Vierter Auftritt

[621] Die Vorigen. Elisabeth. Graf Leicester. Gefolge.


ELISABETH zu Leicester.

Wie heißt der Landsitz?

LEICESTER.

Fotheringhayschloß.

ELISABETH zu Shrewsbury.

Schickt unser Jagdgefolg voraus nach London,

Das Volk drängt allzuheftig in den Straßen,

Wir suchen Schutz in diesem stillen Park.


Talbot entfernt das Gefolge. Sie fixiert mit den Augen die Maria, indem sie zu Paulet weiterspricht.

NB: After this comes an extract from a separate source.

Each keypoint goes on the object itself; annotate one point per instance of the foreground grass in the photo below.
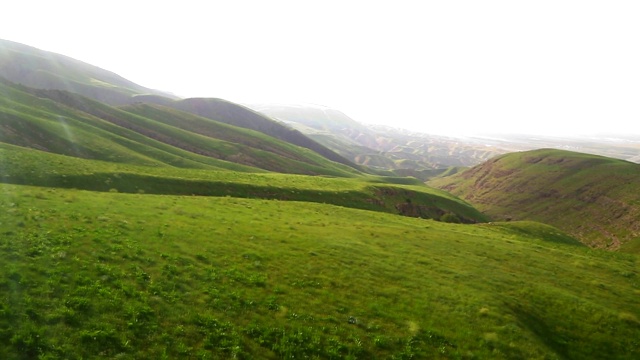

Mein gutes Volk liebt mich zu sehr. Unmäßig,

Abgöttisch sind die Zeichen seiner Freude,

So ehrt man einen Gott, nicht einen Menschen.

MARIA welche diese Zeit über halb ohnmächtig auf die Amme gelehnt war, erhebt sich jetzt und ihr Auge begegnet dem gespannten Blick der Elisabeth. Sie schaudert zusammen und wirft sich wieder an der Amme Brust.

O Gott, aus diesen Zügen spricht kein Herz!

ELISABETH.

Wer ist die Lady?


Ein allgemeines Schweigen.


LEICESTER.

– Du bist zu Fotheringhay, Königin.

ELISABETH stellt sich überrascht und erstaunt, einen finstern Blick auf Leicester richtend.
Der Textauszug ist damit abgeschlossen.